Abrasion of μm was observed, and it became impossible to maintain a predetermined processing accuracy, and continuous use was impossible. On the other hand, in both Example 1 and Example 2, no wear was observed after 3 months of use, and continuous use was possible. However, in Example 2, although no wear was observed, peeling was observed at the joint between the cemented carbide tip and the punch base metal.

Based on this result, the length of the cemented carbide tip was changed little by little, and the joint strength with the punch base material was tested. When the length of the cemented carbide tip was shorter than the punch groove, That is, it was confirmed that the strength was weak in the case of joining at the teeth of the comb of the punch, and that the joining strength was sufficient in the case of joining at the punch base material side of 0.5 mm or more than the groove.

FIG. 4 is a graph showing the relationship between the length and the strength of the cemented carbide tip. When the teeth of the comb at the tip are joined, the joining area is small, so the joining strength is weak, and the joining depth is 0.5 m less than the groove depth.
The strength increased sharply from the point where m was exceeded, and thereafter, there was almost the same tendency.

[0034]

According to the present invention, the following effects can be obtained.

(1) A cemented carbide tip, which is formed by baking a superabrasive grain layer consisting of a diamond sintered body layer or a CBN sintered body layer on a metal member in advance, is joined by brazing to the tip of the punch, thereby being relatively manufactured. It is possible to provide a punch that is simple and has excellent wear resistance, which can improve the productivity of semiconductor devices.

(2) By setting the thickness of the abrasive grain layer to 200 μm or more, it becomes possible to use the product for a relatively long period of time without impairing the quality of the product.

(3) By setting the joining position of the cemented carbide tip to the base material side by 0.5 mm or more from the depth of the comb teeth, peeling at the joint portion of the cemented carbide tip and the base material even with a relatively small cemented carbide tip Can be effectively prevented.

[Brief description of drawings]

FIG. 1 is a front view of a punch for burr punching according to the present invention.

FIG. 2 is a diagram showing a manufacturing process of a cemented carbide chip having a superabrasive grain layer.

FIG. 3 is a side view of a punch showing another embodiment.

FIG. 4 is a graph showing the relationship between the length and strength of a cemented carbide tip.

FIG. 5 is an explanatory diagram showing a burr occurrence state.
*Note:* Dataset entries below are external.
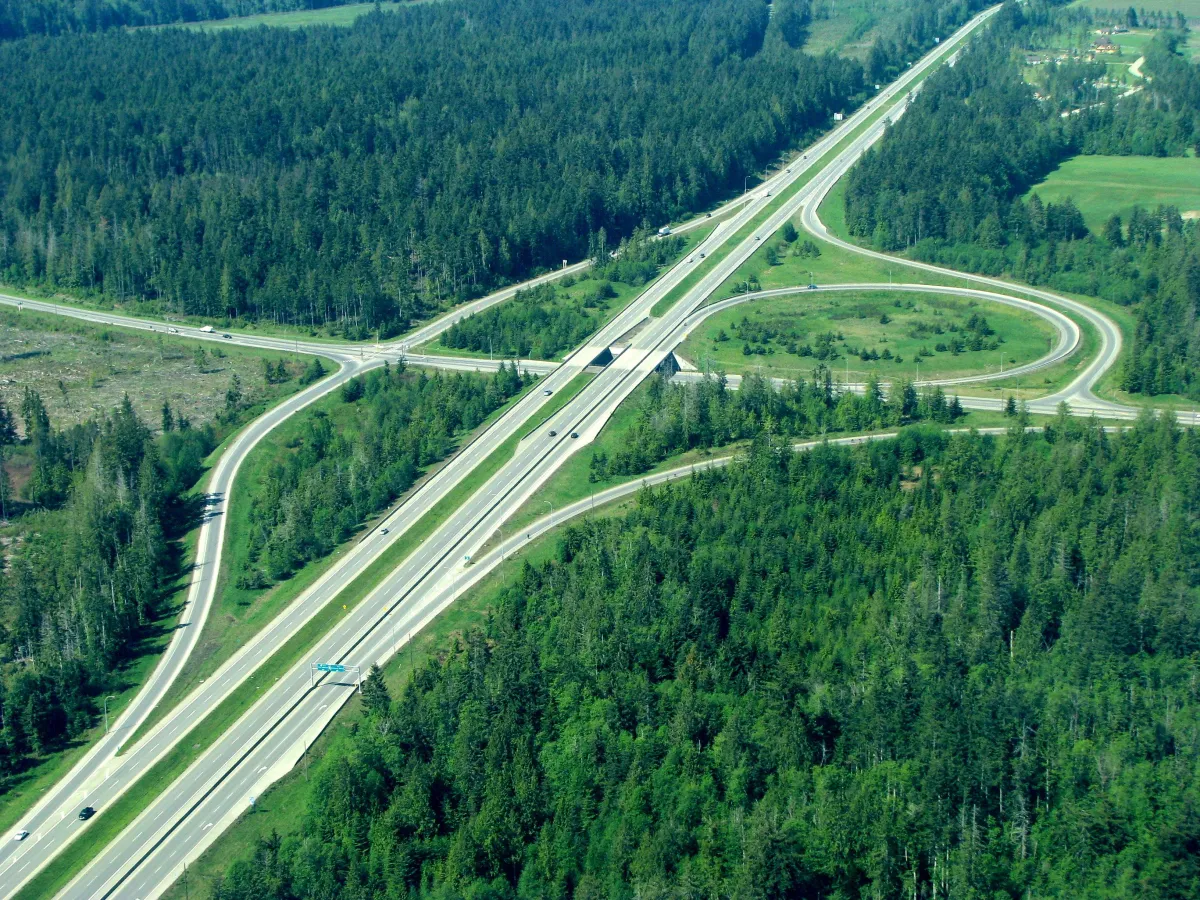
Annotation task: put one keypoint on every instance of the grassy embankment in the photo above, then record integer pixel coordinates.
(23, 792)
(748, 229)
(832, 214)
(880, 321)
(282, 809)
(109, 823)
(582, 286)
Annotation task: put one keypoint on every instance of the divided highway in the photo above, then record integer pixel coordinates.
(270, 737)
(273, 735)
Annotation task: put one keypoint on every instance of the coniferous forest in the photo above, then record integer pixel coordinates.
(936, 666)
(90, 567)
(947, 183)
(96, 553)
(19, 18)
(369, 177)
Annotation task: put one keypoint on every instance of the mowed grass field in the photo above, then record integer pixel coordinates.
(1105, 185)
(1188, 7)
(900, 325)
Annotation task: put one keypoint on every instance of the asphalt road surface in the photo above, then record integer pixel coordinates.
(270, 738)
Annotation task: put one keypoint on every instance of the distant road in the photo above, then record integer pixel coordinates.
(269, 738)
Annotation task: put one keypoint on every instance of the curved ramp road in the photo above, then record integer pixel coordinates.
(270, 737)
(106, 778)
(70, 792)
(1079, 394)
(1068, 334)
(101, 775)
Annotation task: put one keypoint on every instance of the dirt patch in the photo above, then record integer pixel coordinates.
(83, 371)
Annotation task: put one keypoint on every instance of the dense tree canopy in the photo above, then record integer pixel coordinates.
(946, 185)
(369, 175)
(342, 468)
(671, 419)
(954, 667)
(19, 18)
(88, 570)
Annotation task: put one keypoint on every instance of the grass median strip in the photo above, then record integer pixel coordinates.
(111, 822)
(711, 263)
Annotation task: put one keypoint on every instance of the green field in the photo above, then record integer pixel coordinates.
(1105, 185)
(329, 16)
(849, 27)
(786, 337)
(240, 613)
(1188, 7)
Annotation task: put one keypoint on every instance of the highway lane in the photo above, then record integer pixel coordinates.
(262, 743)
(69, 791)
(106, 778)
(100, 778)
(1079, 393)
(1068, 336)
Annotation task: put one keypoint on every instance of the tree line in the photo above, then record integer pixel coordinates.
(353, 461)
(947, 183)
(19, 18)
(93, 558)
(672, 418)
(935, 666)
(372, 175)
(547, 321)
FIG. 6 is a front view of a conventional burr punching punch.

[Explanation of symbols]

 10 Punch base material 11,15 Carbide chip 11a, 15a Chip base material 11b, 15b Diamond sintered body layer 50 Mold resin 51 Outer lead 52 Dam bar 55, 56 Burr

 ─────────────────────────────────────────────────── ─── Continuation of the front page (72) Inventor Toshikazu Shigenaga 210 Takeno, Ota, Marumachi, Ukiha-gun, Fukuoka Noritake Diamond Co., Ltd. In the company

Claims (4)

[Claims] 1. A punch for cutting or bending used in a semiconductor device package manufacturing process, wherein a cemented carbide chip having a superabrasive grain layer pre-baked and formed on a metal member is fixed to the tip portion by a brazing method. A punch for manufacturing a semiconductor device, which is characterized in that 2. The punch for manufacturing a semiconductor device according to claim 1, wherein the tip portion is formed in the shape of a comb tooth. 3. The superabrasive layer is a diamond sintered body layer or a CBN sintered body layer.
2. A punch for manufacturing a semiconductor device as described in 2 above. 4. The punch according to claim 1, wherein the abrasive grain layer has a thickness of 200 μm or more.